Coopération Côte d’Ivoire-Liban, Charles Koffi Diby trace les sillons de la coopération avec le Liban

Le président du Conseil Economique et Social du Liban était le visiteur de Charles Koffi Diby et du Conseil économique, social, environnemental et culturel ivoirien ce jour.

Signature d’un accord de coopération, invitation du président Charles Koffi Diby pour une visite au Conseil économique et social au Liban et les engagements à faciliter les investissements au Liban pour les ivoiriens et en Côte d’Ivoire, pour les libanais. Le renforcement des relations bilatérales entre Yamoussoukro et Beyrouth était au centre de la visite du président du Conseil économique et social du Liban au conseil économique, social, environnemental et culturel de Côte d’Ivoire ce lundi 5 février. Charles Arbid, le visiteur de Charles Koffi Diby a indiqué que « le 21è siècle appartient au marché africain où il aller tout de suite. » Aussi, s’est-il engagé, dès son retour au Liban, à inciter ses compatriotes hommes d’affaires à regarder et courir vers Abidjan. A côté, Charles Arbid a soutenu que « le chômage, l’émigration, la gouvernance, l’environnement, l’intégration des jeunes, sont tous des sujets sur lesquels il nous faut réfléchir. » Le président du CES du Liban a présenté les efforts du gouvernement libanais en vue de « restaurer la productivité » avec en ligne de mire, « la chasse aux dispositions anachroniques qui handicapent la productivité » et l’organisation de la « Diaspora pour décupler l’efficacité de notre économie » a-t-il soutenu face aux conseillers économiques sociaux, culturels et environnementaux ivoiriens.
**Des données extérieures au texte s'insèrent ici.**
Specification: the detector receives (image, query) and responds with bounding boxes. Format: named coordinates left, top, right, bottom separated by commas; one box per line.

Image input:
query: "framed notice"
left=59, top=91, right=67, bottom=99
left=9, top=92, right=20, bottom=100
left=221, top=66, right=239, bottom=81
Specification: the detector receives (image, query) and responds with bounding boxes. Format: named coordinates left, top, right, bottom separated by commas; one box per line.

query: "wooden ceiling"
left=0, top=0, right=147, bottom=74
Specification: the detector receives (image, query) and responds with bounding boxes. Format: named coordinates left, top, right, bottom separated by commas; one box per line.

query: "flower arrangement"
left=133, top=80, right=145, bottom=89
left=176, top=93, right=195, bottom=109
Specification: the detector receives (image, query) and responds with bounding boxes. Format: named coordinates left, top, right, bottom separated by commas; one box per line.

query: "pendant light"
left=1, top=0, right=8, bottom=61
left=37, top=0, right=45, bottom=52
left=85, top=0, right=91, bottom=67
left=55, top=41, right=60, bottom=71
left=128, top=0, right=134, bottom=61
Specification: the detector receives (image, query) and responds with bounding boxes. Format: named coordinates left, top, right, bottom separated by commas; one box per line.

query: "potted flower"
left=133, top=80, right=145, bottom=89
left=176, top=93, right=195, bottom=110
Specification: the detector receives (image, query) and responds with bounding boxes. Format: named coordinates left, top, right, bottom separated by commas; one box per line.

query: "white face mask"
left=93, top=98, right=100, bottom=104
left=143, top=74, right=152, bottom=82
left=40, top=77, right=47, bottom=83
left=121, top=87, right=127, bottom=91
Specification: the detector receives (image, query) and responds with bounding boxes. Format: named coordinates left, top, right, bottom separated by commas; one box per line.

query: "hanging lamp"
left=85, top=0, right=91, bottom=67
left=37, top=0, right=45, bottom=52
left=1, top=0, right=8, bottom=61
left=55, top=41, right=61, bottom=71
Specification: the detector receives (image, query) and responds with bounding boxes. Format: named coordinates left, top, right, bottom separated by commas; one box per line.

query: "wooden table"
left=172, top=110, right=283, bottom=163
A son homologue ivoirien, Charles Koffi Diby, M. Arbid a indiqué que « c’est dans l’intelligence collective et le partage des bonnes pratiques que nous ferons la différence ».
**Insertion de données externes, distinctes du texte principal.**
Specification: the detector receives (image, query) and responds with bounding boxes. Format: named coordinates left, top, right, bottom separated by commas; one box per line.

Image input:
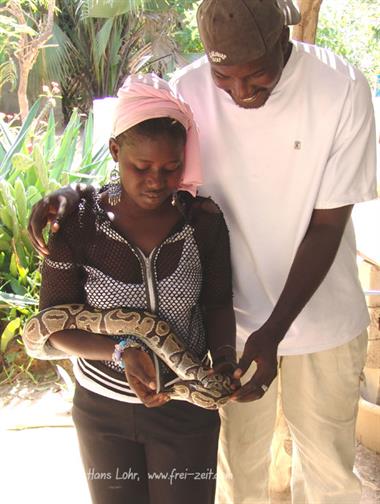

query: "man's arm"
left=28, top=184, right=94, bottom=256
left=233, top=205, right=352, bottom=402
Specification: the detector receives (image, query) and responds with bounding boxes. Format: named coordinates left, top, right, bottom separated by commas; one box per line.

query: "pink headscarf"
left=112, top=74, right=202, bottom=196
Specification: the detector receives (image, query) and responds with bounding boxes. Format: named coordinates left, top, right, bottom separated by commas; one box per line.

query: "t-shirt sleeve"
left=23, top=211, right=85, bottom=359
left=315, top=71, right=377, bottom=209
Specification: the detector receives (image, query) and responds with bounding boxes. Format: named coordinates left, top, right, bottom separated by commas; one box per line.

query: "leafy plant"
left=0, top=95, right=110, bottom=382
left=316, top=0, right=380, bottom=87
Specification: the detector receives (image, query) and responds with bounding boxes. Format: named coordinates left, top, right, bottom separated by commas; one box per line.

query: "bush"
left=0, top=99, right=110, bottom=381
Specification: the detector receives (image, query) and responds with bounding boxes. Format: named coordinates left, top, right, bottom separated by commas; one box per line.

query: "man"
left=29, top=0, right=376, bottom=504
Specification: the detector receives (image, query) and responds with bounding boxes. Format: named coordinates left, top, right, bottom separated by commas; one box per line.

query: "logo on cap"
left=208, top=51, right=227, bottom=63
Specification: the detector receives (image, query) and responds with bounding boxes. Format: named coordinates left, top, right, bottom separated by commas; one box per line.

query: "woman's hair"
left=116, top=117, right=186, bottom=145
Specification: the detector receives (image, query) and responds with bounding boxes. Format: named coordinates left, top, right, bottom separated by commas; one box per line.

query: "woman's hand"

Pour sa part, le président du CESEC, Charles Koffi Diby  a fait l’historique de la création de son institution et surtout sa vision contributive au développement pour la 11è mandature, sur la période 2016-2020. Ainsi, « cinq axes stratégiques » déclinés en « 47 actions mesurables » ont été élaborés. Il a fait un bilan des actions entreprises par l’institution et annoncé la tenue en Côte d’Ivoire, le 7 mars prochain, de la réunion du bureau de l’UCESIF suivie les 8 et 9 mars du premier Conseil d’administration de la nouvelle mandature de l’AICESIS.
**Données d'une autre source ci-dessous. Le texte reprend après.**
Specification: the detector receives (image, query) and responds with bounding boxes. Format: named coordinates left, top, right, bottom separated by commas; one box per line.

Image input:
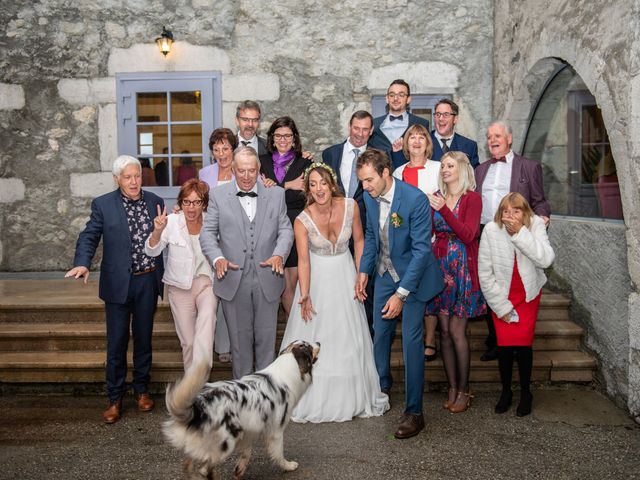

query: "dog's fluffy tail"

2018 sera pour Charles Koffi Diby et ses collègues l’année de mieux s’ouvrir aux ivoiriens par des « Journées portes ouvertes » sur l’institution. L’ancien Ministre de l’Economie et des Finances, passé par les Affaires Etrangères a redonné vie à une institution sur laquelle beaucoup d’interrogations s’élevaient.

Le premier conseiller économique, social, environnemental et culturel ivoirien a salué l’excellence des relations entre les deux pays qui ont signé en mai 2009, un Accord portant création de la grande commission mixte de coopération. En Côte d’Ivoire, a-t-il souligné, vivent entre 80.000 et 100.000 libanais dont certains ont la double nationalité.

Le ministre Alain Ekra, ancien ministre de la Santé publique, conseiller économique, social, environnemental et culturel estime lui que «  Ce qui faut considérer c’est que, les Libanais se sont établis en Côte D’ivoire ici depuis de longues années. Et, ils se considèrent comme des ivoiriens à part entière. Ils ont fait prospérer la Côte d’Ivoire au même titre  que beaucoup d’autres peuples, mais je crois qu’il faut reconnaître que les Libanais sont restés fidèles à notre pays. Je vous dis que, tout le commerce aujourd’hui, pratiquement repose sur les Libanais et c’est une très bonne chose. Ils ont cru en la Côte d’Ivoire, ils sont restés fidèles et il faut les  féliciter. Et c’est très bien venu qu’il y ait des relations entre le Conseil économique et social de Côte d’Ivoire et celui du Liban. »

Dans la relation bilatérale en construction, il indique que  « ce que nous avons à proposer, c’est notre Cacao, c’est notre Café. Et ils en profitent depuis  longtemps » soutient l’ancien ministre. Qui s’interroge toutefois. «  Mais qu’est-ce que nous pouvons faire pour développer ces relations économiques  vis-à-vis de ces matières premières.  C’est sur cela que nous devons réfléchir. Je   crois que le Conseil économique et social, environnemental et culturel de Côte D’Ivoire  peut jouer un rôle essentiel » assure Pr Alain Ekra qui a fréquenté l’école et formé des jeunes libanais devenus aujourd’hui des médecins de référence sur la place d’Abidjan.